Quatrième de couverture :

Aux yeux de tout le monde, la famille de Betty est dévouée et aimante. Dans son village de la région parisienne, elle donne l’impression d’une famille parfaite avec un père qui travaille dans l’informatique et une mère au foyer modèle. Mais, derrière les portes closes de la maison, les parents se révèlent être de véritables bourreaux.

Les enfants subissent sans arrêt coups et insultes. Pire  : le père de Betty commence à abuser d’elle, un calvaire qui durera des années. Virginie, sa sœur, subit le même sort, jusqu’au jour où un enfant naît de ces abus répétés.

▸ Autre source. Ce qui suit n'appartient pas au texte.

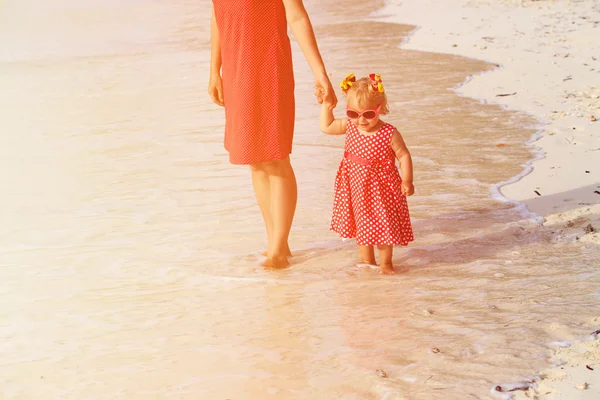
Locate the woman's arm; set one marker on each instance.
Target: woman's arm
(403, 155)
(301, 26)
(329, 124)
(215, 85)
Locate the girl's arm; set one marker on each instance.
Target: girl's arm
(403, 155)
(215, 85)
(329, 124)
(301, 26)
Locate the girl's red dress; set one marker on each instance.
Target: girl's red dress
(368, 201)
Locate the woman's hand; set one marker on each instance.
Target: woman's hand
(324, 91)
(215, 90)
(408, 189)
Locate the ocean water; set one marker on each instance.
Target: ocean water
(130, 248)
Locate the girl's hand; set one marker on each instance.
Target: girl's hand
(408, 189)
(215, 90)
(324, 91)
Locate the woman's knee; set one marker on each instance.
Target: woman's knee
(275, 167)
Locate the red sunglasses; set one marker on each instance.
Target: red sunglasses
(368, 114)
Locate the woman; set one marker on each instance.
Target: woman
(251, 75)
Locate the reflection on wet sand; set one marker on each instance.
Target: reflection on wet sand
(130, 247)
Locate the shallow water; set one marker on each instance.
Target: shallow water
(129, 247)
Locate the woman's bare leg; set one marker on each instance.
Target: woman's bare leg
(367, 254)
(262, 191)
(385, 258)
(277, 196)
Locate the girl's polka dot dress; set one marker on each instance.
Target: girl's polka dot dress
(368, 202)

Épuisée, écœurée, Betty trouve la force de dénoncer son père à la justice française. Mais, là encore, la jeune femme se retrouve seule face à un système insensible, incapable d’agir. Et, pendant dix années, les abus vont continuer. Jusqu’à l’impensable…

L’avis de Laure :

Ces dernières semaines, j’ai regardé sur Internet plusieurs interventions TV ou dans les médias de Betty Mannechez et d’une autre jeune femme ayant subi l’inceste d’un beau père. J’ai voulu en savoir plus en lisant le témoignage de Betty Mannechez. 

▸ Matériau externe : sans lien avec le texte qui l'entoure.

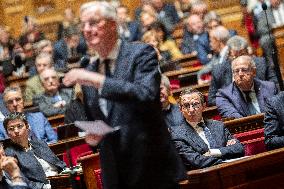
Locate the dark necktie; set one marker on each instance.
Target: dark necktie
(251, 108)
(107, 63)
(208, 135)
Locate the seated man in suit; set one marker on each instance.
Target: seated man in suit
(218, 40)
(54, 99)
(10, 174)
(33, 84)
(170, 111)
(166, 13)
(202, 143)
(222, 73)
(35, 158)
(246, 95)
(195, 39)
(39, 125)
(274, 122)
(128, 30)
(72, 45)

Et, fiou ! Bien évidemment, il est question d’une famille incestueuse et violente alors ce n’est pas une lecture gaie, ce n’est pas ce que je recherchais en le lisant. Mais je le referme admirative du parcours de reconstruction de Betty, la lire aujourd’hui, faire l’analyse de son vécu, savoir ce qu’elle en a tiré dans sa vie personnelle me stupéfie. Je n’ose imaginer la force qu’il faut pouvoir puiser en soi pour avoir cet aboutissement.

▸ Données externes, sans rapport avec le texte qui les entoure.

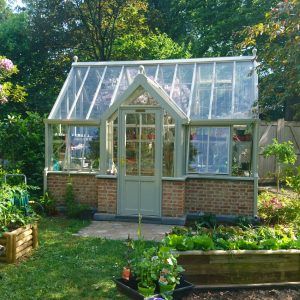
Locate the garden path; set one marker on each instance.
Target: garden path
(120, 230)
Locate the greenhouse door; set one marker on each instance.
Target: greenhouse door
(140, 168)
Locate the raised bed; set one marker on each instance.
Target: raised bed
(240, 266)
(129, 288)
(18, 243)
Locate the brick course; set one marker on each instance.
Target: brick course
(173, 196)
(222, 197)
(217, 196)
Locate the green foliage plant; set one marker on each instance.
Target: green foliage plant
(237, 238)
(283, 153)
(278, 209)
(13, 216)
(73, 208)
(293, 180)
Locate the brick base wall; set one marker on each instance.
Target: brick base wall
(222, 197)
(98, 193)
(107, 196)
(84, 185)
(173, 196)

Dans la famille de Betty, tout était anormal, 2 fils, 2 filles (avant une 3ème née plus tardivement), aucun amour, une vie de violence, de brimades, de rejet. Pire, les parents ont construit un cadre familial dans lequel les enfants entre eux n’avaient aucun lien, histoire de bien les asservir au maximum. En les coupant les uns des autres, ils évitaient tout risque d’alliance contre leurs bourreaux. Avec cette lecture, on comprend comment peu à peu l’emprise se construit. Betty, sa sœur aînée et leurs deux frères n’ont rien connu d’autre. Et surtout, quelle horreur de voir à quel point l’entourage plus ou moins proche a été aveugle. Lorsque le père a commencé à violer ses filles, Betty est tombée enceinte. Elle a avorté par 3 fois à 13, 15 et 17 ans. Et ces avortements si jeune, n’ont pas questionné. Pas plus que tant d’autres éléments de l’histoire qui sont pourtant choquants quand on les lit.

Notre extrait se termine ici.